Pouvoir tourner la page
Pour Stéphane et Laurent, un procès pénal serait une façon de tourner définitivement la page d’une grave atteinte à leur santé, d’un bouleversement de leurs vies privées et professionnelles. « Tout cela m’a empêché de continuer ma vie professionnelle, explique Stéphane. J’ai mis beaucoup de temps à retrouver du travail. C’est toujours compliqué avec ma maladie. Je trouve des missions d’intérim comme cariste ou magasinier, mais il faut que ce soit dans des entrepôts sans produits. Je n’ai que quelques missions par-ci par-là. Je veux obtenir une réparation pour tout cela. »
Bien sûr, il y a eu le civil. Où Stéphane et Laurent ont tout gagné, en dépit des nombreux recours et appels de leurs employeurs : reconnaissance de leur intoxication comme accident du travail, faute inexcusable de leur employeur, requalification de leur licenciement pour inaptitude comme étant abusif. Mais le civil, « ce n’est pas pareil », dit Stéphane. La justice civile ne permet pas de condamner l’auteur d’un éventuel délit. « Ce qu’on réclame, c’est un peu de justice. Que les personnes qui nous ont ordonné de faire ce qu’on a fait soient punies. Tout le monde doit avoir le droit de travailler dignement, sans être intoxiqué », pense Stéphane.

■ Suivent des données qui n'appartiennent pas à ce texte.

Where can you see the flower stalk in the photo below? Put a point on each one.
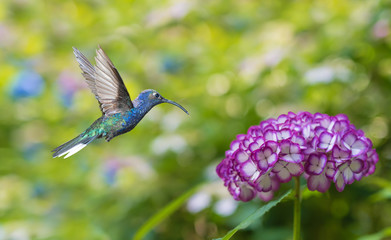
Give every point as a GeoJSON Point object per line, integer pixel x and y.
{"type": "Point", "coordinates": [297, 210]}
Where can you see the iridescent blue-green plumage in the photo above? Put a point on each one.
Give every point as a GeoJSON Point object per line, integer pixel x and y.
{"type": "Point", "coordinates": [119, 113]}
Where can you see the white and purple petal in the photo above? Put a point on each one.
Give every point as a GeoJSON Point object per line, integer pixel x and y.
{"type": "Point", "coordinates": [351, 141]}
{"type": "Point", "coordinates": [316, 163]}
{"type": "Point", "coordinates": [290, 152]}
{"type": "Point", "coordinates": [326, 141]}
{"type": "Point", "coordinates": [318, 183]}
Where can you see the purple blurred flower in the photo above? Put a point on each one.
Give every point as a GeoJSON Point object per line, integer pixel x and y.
{"type": "Point", "coordinates": [322, 148]}
{"type": "Point", "coordinates": [68, 84]}
{"type": "Point", "coordinates": [27, 84]}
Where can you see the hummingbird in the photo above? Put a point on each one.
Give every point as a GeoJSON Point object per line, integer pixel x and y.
{"type": "Point", "coordinates": [119, 113]}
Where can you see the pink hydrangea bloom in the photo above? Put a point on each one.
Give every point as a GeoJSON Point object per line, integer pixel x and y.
{"type": "Point", "coordinates": [320, 147]}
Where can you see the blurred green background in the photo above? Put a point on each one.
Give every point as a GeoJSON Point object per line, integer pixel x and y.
{"type": "Point", "coordinates": [231, 63]}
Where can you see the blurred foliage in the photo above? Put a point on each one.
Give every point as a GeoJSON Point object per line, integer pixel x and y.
{"type": "Point", "coordinates": [231, 63]}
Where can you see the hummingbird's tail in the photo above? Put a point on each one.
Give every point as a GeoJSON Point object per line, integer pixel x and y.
{"type": "Point", "coordinates": [73, 146]}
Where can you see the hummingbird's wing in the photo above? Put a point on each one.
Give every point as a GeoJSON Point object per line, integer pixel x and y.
{"type": "Point", "coordinates": [105, 82]}
{"type": "Point", "coordinates": [88, 72]}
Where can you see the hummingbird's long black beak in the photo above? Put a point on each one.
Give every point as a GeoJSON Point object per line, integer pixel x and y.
{"type": "Point", "coordinates": [176, 104]}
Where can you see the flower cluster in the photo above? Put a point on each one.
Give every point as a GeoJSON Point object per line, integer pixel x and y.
{"type": "Point", "coordinates": [322, 148]}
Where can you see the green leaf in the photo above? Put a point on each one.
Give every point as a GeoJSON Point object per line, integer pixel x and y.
{"type": "Point", "coordinates": [257, 214]}
{"type": "Point", "coordinates": [164, 213]}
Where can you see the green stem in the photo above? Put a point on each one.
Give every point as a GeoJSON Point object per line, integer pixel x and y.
{"type": "Point", "coordinates": [297, 213]}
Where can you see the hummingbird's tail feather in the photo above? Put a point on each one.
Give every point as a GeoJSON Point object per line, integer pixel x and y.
{"type": "Point", "coordinates": [73, 146]}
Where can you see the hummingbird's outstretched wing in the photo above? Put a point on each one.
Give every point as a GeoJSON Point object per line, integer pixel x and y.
{"type": "Point", "coordinates": [105, 82]}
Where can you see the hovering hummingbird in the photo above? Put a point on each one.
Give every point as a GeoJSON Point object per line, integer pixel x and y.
{"type": "Point", "coordinates": [119, 113]}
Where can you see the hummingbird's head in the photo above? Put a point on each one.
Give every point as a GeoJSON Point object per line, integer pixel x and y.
{"type": "Point", "coordinates": [150, 98]}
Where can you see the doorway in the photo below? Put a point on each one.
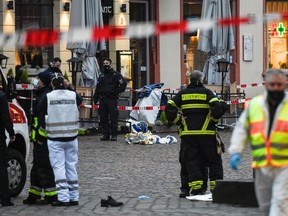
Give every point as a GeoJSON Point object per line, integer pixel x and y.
{"type": "Point", "coordinates": [139, 47]}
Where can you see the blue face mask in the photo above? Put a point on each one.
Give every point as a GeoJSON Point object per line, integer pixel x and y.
{"type": "Point", "coordinates": [36, 83]}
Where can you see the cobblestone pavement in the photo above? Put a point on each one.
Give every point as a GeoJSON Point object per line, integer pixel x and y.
{"type": "Point", "coordinates": [128, 171]}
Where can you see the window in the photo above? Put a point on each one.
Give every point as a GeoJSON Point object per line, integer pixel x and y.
{"type": "Point", "coordinates": [276, 34]}
{"type": "Point", "coordinates": [34, 14]}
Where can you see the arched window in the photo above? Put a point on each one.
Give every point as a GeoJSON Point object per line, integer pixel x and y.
{"type": "Point", "coordinates": [277, 37]}
{"type": "Point", "coordinates": [34, 14]}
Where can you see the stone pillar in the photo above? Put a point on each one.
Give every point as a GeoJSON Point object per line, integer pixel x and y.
{"type": "Point", "coordinates": [61, 22]}
{"type": "Point", "coordinates": [120, 19]}
{"type": "Point", "coordinates": [170, 45]}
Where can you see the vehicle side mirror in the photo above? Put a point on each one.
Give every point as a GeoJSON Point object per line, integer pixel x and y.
{"type": "Point", "coordinates": [11, 88]}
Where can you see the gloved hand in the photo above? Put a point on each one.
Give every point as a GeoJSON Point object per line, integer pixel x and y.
{"type": "Point", "coordinates": [235, 160]}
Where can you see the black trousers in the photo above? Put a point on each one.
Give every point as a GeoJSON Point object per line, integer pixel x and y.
{"type": "Point", "coordinates": [197, 153]}
{"type": "Point", "coordinates": [5, 196]}
{"type": "Point", "coordinates": [42, 175]}
{"type": "Point", "coordinates": [109, 115]}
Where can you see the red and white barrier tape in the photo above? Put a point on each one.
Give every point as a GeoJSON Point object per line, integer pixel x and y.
{"type": "Point", "coordinates": [25, 87]}
{"type": "Point", "coordinates": [48, 37]}
{"type": "Point", "coordinates": [25, 98]}
{"type": "Point", "coordinates": [250, 85]}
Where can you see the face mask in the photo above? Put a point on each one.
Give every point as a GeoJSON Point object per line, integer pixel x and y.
{"type": "Point", "coordinates": [106, 68]}
{"type": "Point", "coordinates": [36, 83]}
{"type": "Point", "coordinates": [276, 96]}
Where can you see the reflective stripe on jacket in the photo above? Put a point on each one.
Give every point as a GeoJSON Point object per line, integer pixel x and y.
{"type": "Point", "coordinates": [62, 114]}
{"type": "Point", "coordinates": [190, 110]}
{"type": "Point", "coordinates": [272, 150]}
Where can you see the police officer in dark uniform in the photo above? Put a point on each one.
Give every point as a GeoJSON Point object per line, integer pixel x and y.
{"type": "Point", "coordinates": [196, 110]}
{"type": "Point", "coordinates": [42, 176]}
{"type": "Point", "coordinates": [110, 84]}
{"type": "Point", "coordinates": [5, 123]}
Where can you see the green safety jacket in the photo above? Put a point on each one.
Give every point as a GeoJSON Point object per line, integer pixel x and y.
{"type": "Point", "coordinates": [38, 127]}
{"type": "Point", "coordinates": [195, 110]}
{"type": "Point", "coordinates": [273, 149]}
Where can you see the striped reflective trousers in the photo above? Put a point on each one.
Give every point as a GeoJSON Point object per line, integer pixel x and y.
{"type": "Point", "coordinates": [64, 158]}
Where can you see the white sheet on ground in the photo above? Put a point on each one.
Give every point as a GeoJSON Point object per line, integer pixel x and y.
{"type": "Point", "coordinates": [149, 116]}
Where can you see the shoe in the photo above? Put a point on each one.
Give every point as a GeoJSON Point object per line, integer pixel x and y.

La France accablée par l’Europe
Lassées d’attendre, les victimes de Triskalia jouent une nouvelle carte en 2016. Elles saisissent la commission des pétitions, qui dépend du Parlement européen. « Cette démarche peut être enclenchée par tout citoyen européen quand il y a une infraction aux directives européennes, explique Michèle Rivasi, députée européenne écologiste, engagée aux côtés des victimes de Triskalia. En l’occurrence, plusieurs directives n’ont pas été respectées, concernant l’utilisation des pesticides, et la protection de la santé et de la sécurité des travailleurs [2]. »
« On voulait dénoncer ce qui se passait en France, détaille Serge Le Quéau, à l’origine de cette saisine. Les empoisonnements des salariés et la façon dont ils étaient traités. On a fait appuyer notre saisine par une pétition citoyenne. Nous avons eu 70 000 signatures. » À Bruxelles, l’affaire fait grand bruit. Une mission se déplace carrément en Bretagne, en juin 2018, pour venir enquêter, et elle rend un rapport accablant pointant divers dysfonctionnements ; en particulier concernant le stockage des pesticides dans les entrepôts des distributeurs et revendeurs : 70 % des inspections réalisées chez les distributeurs et les revendeurs de pesticides bretons révèlent des non-conformités.
Interpellé, le gouvernement français laisse traîner. « La Commission des pétitions ne peut pas clôturer son rapport final, explique Serge Le Quéau, parce que la France n’a pas répondu à toutes ses questions, en particulier le ministère de l’Agriculture. » Aux dernières nouvelles, tout pourrait être bouclé en février 2023, mais il peut toujours y avoir de nouveaux atermoiements. « C’est exceptionnellement long, je n’ai jamais vu ça », rapporte Michèle Rivasi, ajoutant que « quand il sera clos, le rapport final sera remis au pétitionnaire et envoyé au tribunal de Saint-Brieuc ».
Celui-ci en tiendra-t-il compte ? « Le juge pénal peut être intéressé par ce qui se passe par ailleurs », répond François Lafforgue quand on lui pose la question. Mais le procureur, qui exerce sous l’autorité directe du ministère de la Justice, osera-t-il infirmer l’avis qu’il avait rendu en avril 2021 ? Le parquet reconnaissait alors que Laurent Guillou et Stéphane Rouxel avaient bien été victimes d’une intoxication aux pesticides, mais que l’enquête n’avait pas été en mesure de prouver l’intentionnalité de quiconque de les empoisonner. L’argument avait alors été contesté par François Lafforgue, qui avait écrit au procureur, lequel avait demandé une énième réouverture de l’enquête. Celle-ci a été définitivement close en avril 2022. Depuis… silence radio. Interrogé par basta!, le procureur n’a pas donné suite. Eureden – qui a absorbé Triskalia en 2020 – non plus.